Flash Fiction: Flying Cakes.

 

Dear Kate,

Chris is lying in hospital.

The doctors don’t know what hit him. That is the trouble.

I know you are only 6,000 miles away but it might as well be the moon in moments of crisis.

I could do with a hug or a smack, I don’t know which would be best. You, as usual, would know and administer the necessary action.

How do I do it? I am married the sum total of five weeks, happy at last, and wham: my husband is lying unconscious on a hospital trolley. The fight for a proper bed is constant.

Right here we go, deep breath, the story begins like this.

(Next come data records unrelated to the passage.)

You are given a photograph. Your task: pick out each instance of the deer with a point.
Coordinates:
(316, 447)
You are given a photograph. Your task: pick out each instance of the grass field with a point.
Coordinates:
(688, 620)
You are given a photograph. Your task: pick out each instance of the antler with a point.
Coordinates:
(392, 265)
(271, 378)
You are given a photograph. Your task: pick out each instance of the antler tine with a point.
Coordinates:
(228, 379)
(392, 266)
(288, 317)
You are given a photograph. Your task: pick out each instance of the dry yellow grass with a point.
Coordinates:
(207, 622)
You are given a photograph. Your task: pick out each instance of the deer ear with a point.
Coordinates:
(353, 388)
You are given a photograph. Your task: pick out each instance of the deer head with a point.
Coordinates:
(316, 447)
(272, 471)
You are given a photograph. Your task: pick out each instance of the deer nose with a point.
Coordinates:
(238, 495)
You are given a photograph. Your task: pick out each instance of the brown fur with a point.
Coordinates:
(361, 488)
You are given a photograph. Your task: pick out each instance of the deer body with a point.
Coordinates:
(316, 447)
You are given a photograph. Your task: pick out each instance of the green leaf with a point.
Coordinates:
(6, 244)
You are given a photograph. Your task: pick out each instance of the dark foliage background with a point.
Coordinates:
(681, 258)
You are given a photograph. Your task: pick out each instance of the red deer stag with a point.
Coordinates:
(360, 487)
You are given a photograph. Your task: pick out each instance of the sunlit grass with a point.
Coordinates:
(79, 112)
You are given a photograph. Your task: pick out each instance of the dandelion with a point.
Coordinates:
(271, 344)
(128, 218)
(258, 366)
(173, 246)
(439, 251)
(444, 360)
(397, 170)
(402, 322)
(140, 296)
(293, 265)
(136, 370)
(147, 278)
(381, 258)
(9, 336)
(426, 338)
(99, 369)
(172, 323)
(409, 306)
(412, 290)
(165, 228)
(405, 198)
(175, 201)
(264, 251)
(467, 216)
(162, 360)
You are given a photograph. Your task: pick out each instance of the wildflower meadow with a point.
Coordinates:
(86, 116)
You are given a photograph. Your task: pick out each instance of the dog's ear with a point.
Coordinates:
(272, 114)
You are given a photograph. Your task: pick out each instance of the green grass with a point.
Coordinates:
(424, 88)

I have been trying to impress him.

I’ve sorted his house, scrubbed and cleaned it until it has become so clean and sterilized it is a no go area for any insect or germ.  His wheezy chest has vanished. We are both delighted with his incredible stamina and energy. No need for details your vast imagination can sort that area out with delight, no doubt.

To celebrate I decided to bake his favorite, double chocolate fudge cake.

Me, bake? Why ever not? I decided to go for it. I bought the necessary ingredients and cake tin. Then I followed the recipe carefully. Placed it in the oven and went to watch my favorite tv program.

One hour later the smoke alarm woke me. I opened the back door, windows, skylights. I pulled the offending item from the oven. It was double all right, double burnt and hot. My burning fingers begged for mercy so I pegged it out the back door. This was followed by an awful sound.

I raced out. There Chris was, lying flat on his back and the hissing, smoking cake beside him. I called for help.

Checked no one was about then heaved the offending item even further away and there you go. What to do next? Please help.